The timing suggests that the monarch is seeking to burnish his image with Congress before his arrival in Washington, where he hopes to persuade U.S. officials to reconsider arms sales to his country now that he has broken with Arafat, according to analysts and diplomats.
Hussein left Paris Wednesday for Boston to attend his twin daughters' graduations, United Press International reported. He is scheduled to meet with President Reagan in Washington on Monday.
Arab analysts have suggested that Jordan and Syria may be acting in concert to bring Arafat to heel. Their aim is described as part of a larger plan to foster reconciliation between Syria and Iraq, whose capitals are the seats of violently opposed branches of the Baath (Arab Renaissance) Party.
Such joint action would be calculated to please the United States and Britain, whose prime minister, Margaret Thatcher, recently endorsed Jordanian and Israeli arguments for ditching the PLO for more pliant Palestinian leadership in any future peace negotiations.
But so far, Iraqi President Saddam Hussein has shown no disposition to stop providing Arafat with facilities in Baghdad -- a way for Saddam Hussein to demonstrate the PLO chairman's ability to operate despite Arafat's strained relations with Syria.
Many of Arafat's Palestinian critics are convinced that even if his longtime financial and political protector, Saudi Arabia, were to turn on him, such concerted action by Arab states at most would weaken him, rather than remove him from leadership. These critics reason that Arafat and Syria are using the Beirut fighting as part of a deadly poker game to test each other.
As one Palestinian official in Damascus said recently in predicting the renewed fighting: "Arafat knows he's exaggerating his claims about being back in Beirut stronger than in 1982. But that is just the kind of nightmare scenario he thinks might press Syria into reconciliation talks" three years after Syrian President Hafez Assad unceremoniously ejected Arafat from Damascus.
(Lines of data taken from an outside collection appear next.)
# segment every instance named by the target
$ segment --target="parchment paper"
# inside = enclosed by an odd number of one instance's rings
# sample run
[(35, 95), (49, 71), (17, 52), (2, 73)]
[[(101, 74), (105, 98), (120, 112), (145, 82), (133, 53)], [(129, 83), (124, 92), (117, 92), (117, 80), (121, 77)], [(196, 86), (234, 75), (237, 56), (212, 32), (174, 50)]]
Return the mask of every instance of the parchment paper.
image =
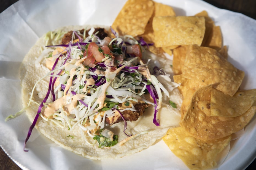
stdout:
[[(256, 21), (221, 10), (200, 0), (156, 0), (173, 7), (177, 15), (194, 15), (206, 10), (221, 26), (228, 60), (246, 76), (242, 88), (256, 87)], [(22, 108), (19, 67), (39, 37), (50, 30), (70, 25), (111, 25), (125, 3), (118, 0), (20, 0), (0, 14), (0, 145), (22, 169), (187, 169), (161, 140), (148, 149), (115, 160), (88, 160), (65, 150), (36, 129), (23, 143), (31, 123), (23, 114), (5, 122)], [(244, 168), (256, 153), (256, 119), (233, 141), (219, 169)]]

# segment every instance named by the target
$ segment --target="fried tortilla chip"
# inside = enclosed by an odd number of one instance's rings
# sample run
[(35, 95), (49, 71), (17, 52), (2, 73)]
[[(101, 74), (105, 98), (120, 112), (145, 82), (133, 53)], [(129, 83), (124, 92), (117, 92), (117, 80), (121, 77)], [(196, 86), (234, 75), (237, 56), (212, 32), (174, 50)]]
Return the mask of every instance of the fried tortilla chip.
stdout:
[(205, 30), (203, 17), (156, 16), (153, 19), (153, 27), (155, 37), (155, 46), (202, 43)]
[(203, 11), (197, 13), (195, 16), (203, 16), (205, 19), (205, 32), (201, 46), (204, 46), (210, 35), (212, 32), (213, 27), (215, 26), (214, 22), (209, 16), (208, 13), (206, 11)]
[(207, 84), (219, 83), (219, 90), (233, 96), (244, 76), (244, 72), (235, 67), (212, 49), (190, 46), (182, 67), (183, 77)]
[(173, 50), (173, 72), (176, 75), (180, 74), (182, 73), (181, 69), (184, 65), (187, 49), (187, 46), (181, 46)]
[(199, 88), (207, 84), (202, 82), (183, 77), (182, 74), (174, 76), (173, 79), (174, 82), (180, 84), (178, 88), (184, 97), (180, 109), (182, 119), (191, 103), (194, 93)]
[(231, 97), (213, 88), (211, 100), (211, 115), (232, 117), (240, 116), (256, 100), (256, 89), (238, 90)]
[[(144, 33), (141, 35), (146, 42), (149, 43), (154, 42), (154, 36), (152, 27), (153, 18), (155, 16), (175, 16), (176, 15), (171, 7), (155, 2), (154, 2), (154, 4), (155, 7), (154, 12), (147, 24)], [(157, 48), (154, 45), (153, 45), (149, 47), (149, 50), (150, 52), (155, 54), (157, 55), (165, 52), (170, 55), (171, 55), (172, 54), (172, 52), (169, 50), (172, 49), (170, 48), (163, 50), (161, 48)]]
[(239, 116), (211, 116), (212, 88), (212, 86), (209, 85), (195, 93), (188, 111), (180, 123), (193, 137), (204, 140), (220, 139), (239, 131), (247, 124), (256, 112), (256, 107), (252, 106)]
[(150, 0), (128, 0), (112, 24), (112, 28), (121, 35), (135, 36), (142, 34), (154, 9), (154, 3)]
[(218, 154), (229, 144), (231, 135), (205, 141), (192, 136), (182, 127), (169, 129), (162, 139), (170, 150), (190, 169), (205, 169), (217, 165)]
[(218, 50), (222, 47), (223, 46), (220, 27), (219, 26), (215, 26), (212, 28), (212, 31), (211, 32), (203, 46)]

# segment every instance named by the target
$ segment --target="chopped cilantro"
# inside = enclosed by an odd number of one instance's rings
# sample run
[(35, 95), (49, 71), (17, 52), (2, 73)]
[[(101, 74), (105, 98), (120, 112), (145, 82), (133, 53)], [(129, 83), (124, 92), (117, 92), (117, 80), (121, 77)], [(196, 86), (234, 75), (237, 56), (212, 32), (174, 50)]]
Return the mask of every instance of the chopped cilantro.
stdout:
[(89, 46), (89, 44), (87, 44), (84, 46), (85, 48), (85, 49), (87, 50), (88, 49), (88, 47)]
[(119, 103), (115, 103), (111, 101), (106, 101), (105, 103), (106, 103), (107, 104), (106, 104), (106, 106), (103, 107), (102, 109), (101, 109), (101, 110), (103, 111), (106, 111), (108, 110), (113, 108), (115, 106), (115, 105), (117, 105), (119, 104)]
[(69, 72), (68, 72), (68, 71), (67, 70), (65, 70), (65, 73), (67, 74), (69, 74)]
[(169, 100), (169, 103), (170, 103), (171, 105), (174, 108), (177, 108), (177, 104), (176, 104), (171, 100)]
[(126, 106), (130, 106), (130, 103), (127, 101), (125, 103), (125, 105)]
[(152, 83), (151, 83), (151, 82), (148, 79), (147, 80), (147, 85), (151, 85), (152, 84)]
[(67, 136), (67, 137), (71, 137), (71, 139), (73, 139), (73, 138), (74, 138), (75, 137), (74, 137), (74, 136), (71, 136), (71, 135), (68, 135), (68, 136)]
[(106, 57), (111, 56), (111, 55), (109, 54), (104, 54), (104, 55), (105, 55), (105, 56)]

So far, Assad has refused to entertain any reconciliation, vetoing suggestions in private while publicly arguing that principles rather than personal differences are at stake.
Privately, Syrian officials acknowledge that Assad, like Hussein, has failed to stamp out the PLO's legitimacy for ordinary Palestinians, especially those in the Israeli-occupied West Bank and the Gaza Strip.
Moreover, Assad's stand has put him at odds with his Soviet allies. Now that the U.S.-backed peace initiative with Jordan has collapsed, the Kremlin has sought to improve its once strained relations with Arafat. Underscoring the Kremlin's change of heart, Soviet leader Mikhail Gorbachev received Arafat in April in East Berlin during the East German communist party congress.
In turn, much to Syrian annoyance, Arafat has publicly supported a Soviet-backed call from Algeria for reconciliation talks among all the badly split Palestinian factions.
With Arafat's mainstream Fatah refusing to sit with pro-Syrian factions that took up arms against his wing of the PLO and with Assad refusing to let his Palestinian proteges attend, plans to convene a meeting in Algiers in early May went by the boards.
But such is the deep-seated longing for even a semblance of unity in Palestinian ranks that critics of Arafat's often autocratic leadership may yet forgive -- if not forget -- what they see as his past excesses. For all the aging Palestinian leaders are aware that their long collective stewardship has weakened the organization whose continued existence often has seemed more important than attaining an independent Palestinian state, their proclaimed objective.